Le Canada a été choisi pour accueillir le siège de la Banque DSR à l’issue d’une rencontre tenue du 23 au 26 avril à Montréal avec des représentants de 18 États. Plusieurs villes — Montréal, Toronto, Vancouver et Ottawa — sont encore en lice pour héberger l’institution.

La Banque DSR n’est pas une simple chimère : il s’agit d’un mécanisme international de financement de la défense destiné à réduire les coûts d’emprunt pour les dépenses militaires et à soutenir les entreprises du secteur. Le gouvernement fédéral précise qu’elle offrira « des avantages pour les gouvernements membres et les entreprises, plus précisément les petites et moyennes entreprises », tout en renforçant la coopération entre alliés partageant des vues similaires en matière de sécurité.
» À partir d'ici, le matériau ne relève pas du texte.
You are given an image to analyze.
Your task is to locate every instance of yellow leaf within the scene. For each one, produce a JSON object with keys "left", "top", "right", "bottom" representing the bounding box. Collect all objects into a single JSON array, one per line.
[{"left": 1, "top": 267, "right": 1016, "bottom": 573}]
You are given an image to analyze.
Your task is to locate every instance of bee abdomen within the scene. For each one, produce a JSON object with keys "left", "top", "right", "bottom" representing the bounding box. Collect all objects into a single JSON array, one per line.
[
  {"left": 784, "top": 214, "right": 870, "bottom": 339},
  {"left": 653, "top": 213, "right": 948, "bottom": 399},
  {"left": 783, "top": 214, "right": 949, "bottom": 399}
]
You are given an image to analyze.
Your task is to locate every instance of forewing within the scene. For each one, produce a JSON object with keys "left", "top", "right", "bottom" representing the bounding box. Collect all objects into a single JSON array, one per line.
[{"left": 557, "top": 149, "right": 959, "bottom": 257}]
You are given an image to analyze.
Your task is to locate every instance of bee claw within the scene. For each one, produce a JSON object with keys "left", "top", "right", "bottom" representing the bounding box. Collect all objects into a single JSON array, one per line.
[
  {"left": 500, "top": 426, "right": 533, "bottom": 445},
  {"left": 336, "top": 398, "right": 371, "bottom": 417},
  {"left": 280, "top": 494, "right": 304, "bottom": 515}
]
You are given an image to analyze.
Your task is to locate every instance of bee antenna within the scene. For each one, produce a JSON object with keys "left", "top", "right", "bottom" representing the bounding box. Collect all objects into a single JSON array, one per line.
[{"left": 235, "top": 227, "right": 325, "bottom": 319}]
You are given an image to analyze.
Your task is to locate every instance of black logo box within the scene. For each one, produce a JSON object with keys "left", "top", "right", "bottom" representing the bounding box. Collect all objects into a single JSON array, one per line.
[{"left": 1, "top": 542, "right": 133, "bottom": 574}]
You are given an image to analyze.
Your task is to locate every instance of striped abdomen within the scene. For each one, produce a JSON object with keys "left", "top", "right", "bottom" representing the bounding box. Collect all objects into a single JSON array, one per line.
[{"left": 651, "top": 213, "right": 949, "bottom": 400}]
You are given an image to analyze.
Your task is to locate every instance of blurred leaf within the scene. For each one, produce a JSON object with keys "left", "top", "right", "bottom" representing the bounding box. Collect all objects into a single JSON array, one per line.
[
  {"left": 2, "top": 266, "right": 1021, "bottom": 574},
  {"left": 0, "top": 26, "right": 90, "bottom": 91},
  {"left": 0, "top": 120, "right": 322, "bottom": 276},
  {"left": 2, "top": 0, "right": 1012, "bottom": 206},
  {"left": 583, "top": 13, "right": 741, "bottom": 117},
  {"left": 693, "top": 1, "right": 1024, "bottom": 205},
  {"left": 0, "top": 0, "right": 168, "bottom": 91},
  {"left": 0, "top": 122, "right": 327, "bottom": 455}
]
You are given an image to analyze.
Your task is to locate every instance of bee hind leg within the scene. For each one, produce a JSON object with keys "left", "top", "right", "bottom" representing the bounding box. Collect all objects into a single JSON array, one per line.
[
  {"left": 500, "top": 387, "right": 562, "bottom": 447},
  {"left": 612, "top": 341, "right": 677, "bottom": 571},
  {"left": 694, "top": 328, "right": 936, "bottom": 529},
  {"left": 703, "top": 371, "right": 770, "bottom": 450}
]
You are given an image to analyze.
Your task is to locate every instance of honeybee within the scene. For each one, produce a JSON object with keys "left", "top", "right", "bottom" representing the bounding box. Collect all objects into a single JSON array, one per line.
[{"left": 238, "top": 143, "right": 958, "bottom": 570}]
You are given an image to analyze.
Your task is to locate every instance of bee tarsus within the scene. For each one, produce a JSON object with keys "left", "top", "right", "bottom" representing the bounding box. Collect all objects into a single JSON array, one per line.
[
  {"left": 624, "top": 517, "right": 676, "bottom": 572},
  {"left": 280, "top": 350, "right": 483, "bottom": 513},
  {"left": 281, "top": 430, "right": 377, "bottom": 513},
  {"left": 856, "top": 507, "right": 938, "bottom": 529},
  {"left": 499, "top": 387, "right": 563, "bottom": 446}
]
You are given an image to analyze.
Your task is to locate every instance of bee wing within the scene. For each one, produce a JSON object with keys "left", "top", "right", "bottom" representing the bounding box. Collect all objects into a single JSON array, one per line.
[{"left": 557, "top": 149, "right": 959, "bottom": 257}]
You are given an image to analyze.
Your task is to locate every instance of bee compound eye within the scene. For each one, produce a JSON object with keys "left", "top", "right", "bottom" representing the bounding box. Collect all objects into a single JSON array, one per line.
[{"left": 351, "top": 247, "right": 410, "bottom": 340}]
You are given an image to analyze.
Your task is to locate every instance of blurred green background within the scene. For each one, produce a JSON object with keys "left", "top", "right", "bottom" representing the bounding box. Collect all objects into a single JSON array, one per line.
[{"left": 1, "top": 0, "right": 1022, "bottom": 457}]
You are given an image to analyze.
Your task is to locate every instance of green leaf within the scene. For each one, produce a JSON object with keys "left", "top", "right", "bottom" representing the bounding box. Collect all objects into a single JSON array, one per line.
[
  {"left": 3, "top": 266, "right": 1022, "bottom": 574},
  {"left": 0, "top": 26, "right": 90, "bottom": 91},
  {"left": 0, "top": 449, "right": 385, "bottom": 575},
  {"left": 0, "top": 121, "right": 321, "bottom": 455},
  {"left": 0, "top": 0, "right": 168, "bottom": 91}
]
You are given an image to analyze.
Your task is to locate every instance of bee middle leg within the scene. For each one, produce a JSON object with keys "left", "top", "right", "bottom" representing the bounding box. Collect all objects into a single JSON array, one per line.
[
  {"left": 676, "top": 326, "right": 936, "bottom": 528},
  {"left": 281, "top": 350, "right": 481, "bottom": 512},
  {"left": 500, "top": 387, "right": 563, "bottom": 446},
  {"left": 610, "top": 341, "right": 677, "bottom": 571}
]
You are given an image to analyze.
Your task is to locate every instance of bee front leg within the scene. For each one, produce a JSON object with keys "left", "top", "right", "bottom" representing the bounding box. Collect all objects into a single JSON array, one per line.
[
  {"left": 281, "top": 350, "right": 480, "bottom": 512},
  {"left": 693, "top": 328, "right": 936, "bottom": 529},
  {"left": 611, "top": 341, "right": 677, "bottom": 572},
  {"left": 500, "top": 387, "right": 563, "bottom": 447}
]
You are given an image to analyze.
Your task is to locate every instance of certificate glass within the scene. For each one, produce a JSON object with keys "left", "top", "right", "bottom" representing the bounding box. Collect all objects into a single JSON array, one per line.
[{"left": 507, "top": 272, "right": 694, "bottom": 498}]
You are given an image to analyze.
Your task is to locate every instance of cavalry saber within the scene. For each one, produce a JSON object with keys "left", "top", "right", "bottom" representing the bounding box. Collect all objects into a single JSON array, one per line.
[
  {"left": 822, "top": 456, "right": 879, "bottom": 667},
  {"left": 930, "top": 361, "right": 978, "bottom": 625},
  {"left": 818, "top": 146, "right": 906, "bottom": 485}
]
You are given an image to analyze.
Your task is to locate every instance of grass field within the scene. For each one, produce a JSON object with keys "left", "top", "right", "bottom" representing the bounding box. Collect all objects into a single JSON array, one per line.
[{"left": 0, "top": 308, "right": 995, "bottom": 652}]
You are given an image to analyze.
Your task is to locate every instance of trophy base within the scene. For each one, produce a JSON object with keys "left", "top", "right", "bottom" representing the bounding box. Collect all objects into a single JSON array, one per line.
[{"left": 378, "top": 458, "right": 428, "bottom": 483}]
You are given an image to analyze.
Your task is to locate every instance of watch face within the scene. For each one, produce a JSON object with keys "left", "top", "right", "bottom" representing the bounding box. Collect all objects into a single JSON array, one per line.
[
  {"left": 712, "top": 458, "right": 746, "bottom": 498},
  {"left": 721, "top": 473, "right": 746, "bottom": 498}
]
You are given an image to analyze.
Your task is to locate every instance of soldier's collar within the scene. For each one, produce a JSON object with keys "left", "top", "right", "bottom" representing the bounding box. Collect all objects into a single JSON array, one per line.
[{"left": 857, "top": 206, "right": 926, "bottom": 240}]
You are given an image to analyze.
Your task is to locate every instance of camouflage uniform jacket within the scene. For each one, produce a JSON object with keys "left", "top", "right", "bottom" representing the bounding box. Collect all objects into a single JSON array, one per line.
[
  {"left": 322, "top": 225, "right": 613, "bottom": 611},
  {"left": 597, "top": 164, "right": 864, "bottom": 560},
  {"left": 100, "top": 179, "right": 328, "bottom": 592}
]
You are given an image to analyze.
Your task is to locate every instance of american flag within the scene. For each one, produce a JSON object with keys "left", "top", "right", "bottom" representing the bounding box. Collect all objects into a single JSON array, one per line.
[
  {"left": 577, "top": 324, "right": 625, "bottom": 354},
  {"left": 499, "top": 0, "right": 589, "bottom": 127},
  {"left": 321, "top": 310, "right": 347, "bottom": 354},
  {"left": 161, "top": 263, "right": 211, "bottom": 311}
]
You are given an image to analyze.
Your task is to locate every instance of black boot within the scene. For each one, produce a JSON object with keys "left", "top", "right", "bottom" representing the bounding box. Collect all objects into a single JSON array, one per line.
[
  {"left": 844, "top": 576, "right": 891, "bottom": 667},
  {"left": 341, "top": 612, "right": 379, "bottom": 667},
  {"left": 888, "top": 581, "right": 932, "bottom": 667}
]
Réactions des partis et arguments invoqués

Sur le terrain politique, la mêlée est vive. Le chef de l’opposition libérale Marc Tanguay admet qu’un référendum pourrait créer une « instabilité économique », mais il a exhorté Toronto à cesser ces tactiques qui « n’ont pas leur place ».

Du côté de Québec solidaire, le co‑porte‑parole Sol Zanetti rappelle que « Montréal a tout pour accueillir n’importe quelle organisation et elle n’a rien à envier à Toronto ». Pascal Paradis, du Parti québécois, accuse quant à lui des « arguments de peur » fabriqués de toutes pièces.

Retombées économiques, précédents et enjeux symboliques

Les retombées économiques annoncées ajoutent de la pression : la première ministre avait évoqué la semaine dernière « 3 000 emplois potentiels » si Montréal obtenait le siège. Isabelle Hudon, négociatrice en chef du Canada pour la Banque, a préféré tempérer ces chiffres et a refusé de confirmer un tel nombre lors d’une entrevue à Radio‑Canada. Rappel historique : en 2017, Montréal avait déjà été battue par Toronto pour le siège de la Banque fédérale des infrastructures, une « défaite amère » selon la Coalition avenir Québec.

La course n’est pas que logistique; elle est politique et symbolique. Héberger la Banque DSR, c’est attirer des emplois, du prestige et des leviers d’influence sur la scène internationale — voilà pourquoi la bataille entre villes canadiennes promet d’être féroce.